One company that has embraced this approach is Intracto, which provides consultancy, strategy and marketing services in a range of digital areas. “We are creative technology agency, and we believe the creativity we deliver in our work should be reflected in our day-today environment,” says managing director Pieter Janssens.

That wasn’t the case three years ago, when Intracto was renting offices in an industrial building. “There was one big space with a grey floor, white walls and a white ceiling with fluorescent lights. It was very industrial, very clean, but not at all inspirational.”

Quickly outgrowing this space, Intracto bought land next to the canal at Herentals, near Antwerp, and set about designing a new ‘campus’ with architects Puur. “We didn’t want to have too many walls in the building. Only the meeting rooms are enclosed, so it’s more like an open space divided into different zones. And we wanted a separate floor that was not focused on the job.”

This top floor in the three-storey building has a restaurant, a cafe and a seminar room. “There are no desks, no fixed computers; the only thing that matters is that you can have some fun, relax and be inspired in a nice environment.”

Puur proposed an urban concept for the whole campus. “Every zone in our company space reflects a specific building or place in a real city,” Janssens explains. “So we have our own coffee bar, our own cinema, library, pop-up store, candy room, theme parks, and so on.”

The library and coffee bar are self-explanatory, but other areas involve looser interpretations. The candy store, for example, is a room with brightly coloured furniture and lights, its walls inspired by the M&Ms wall of chocolate in New York. The pop-up store is a meeting room furnished with warehouse pallets and second-hand chairs. Staff pitch in periodically to reinvent the space.

In common with the co-working model, meetings often take place in the open. “We created a lot of small, very cosy places around the office, with different kinds of furniture, where people can go to have a short talk.” Meanwhile, the entrance hall features a set of steps, like an amphitheatre, where staff gather to hear company announcements, or to work or chat if the various meeting spaces are occupied. “We’ve made the entrance into a multifunctional area. It’s not just a waiting area for customers.”
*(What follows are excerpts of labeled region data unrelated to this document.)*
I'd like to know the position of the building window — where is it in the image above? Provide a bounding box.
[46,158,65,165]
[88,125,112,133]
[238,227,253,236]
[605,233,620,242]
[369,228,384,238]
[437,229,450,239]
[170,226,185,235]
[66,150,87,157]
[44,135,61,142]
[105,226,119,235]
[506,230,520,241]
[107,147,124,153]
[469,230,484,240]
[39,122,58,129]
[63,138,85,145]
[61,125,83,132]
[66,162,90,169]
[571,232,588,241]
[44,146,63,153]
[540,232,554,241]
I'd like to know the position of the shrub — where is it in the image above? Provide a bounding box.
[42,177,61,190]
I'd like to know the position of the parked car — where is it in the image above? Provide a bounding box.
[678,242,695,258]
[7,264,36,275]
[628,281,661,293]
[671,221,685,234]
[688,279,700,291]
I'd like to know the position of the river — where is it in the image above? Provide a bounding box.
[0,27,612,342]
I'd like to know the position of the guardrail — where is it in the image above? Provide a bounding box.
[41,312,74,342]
Since Intracto moved into the building in 2015 its staff has doubled, from 70 to around 140 people. The open design has absorbed the growth well, Janssens says, although noise can sometimes be a distraction. And he has kept the third floor free of office space, opening for outside events such as seminars, training sessions and other meetings.

“Every week around fifty entrepreneurs, CEOs, marketing and IT managers come into our building,” he says. “They are not customers, but they hear our story and they spread the word that something is going on in the small town of Herentals. That has a good effect on our image.”

So rather than a dead space, it is working hard for the company. “In the short term it didn’t look like a good investment, but when you take everything into account it was a pretty smart move for us.” With the company still growing, Intracto is starting to think about its next campus. The idea is to build near by, and use the existing building as a co-working space for start-ups.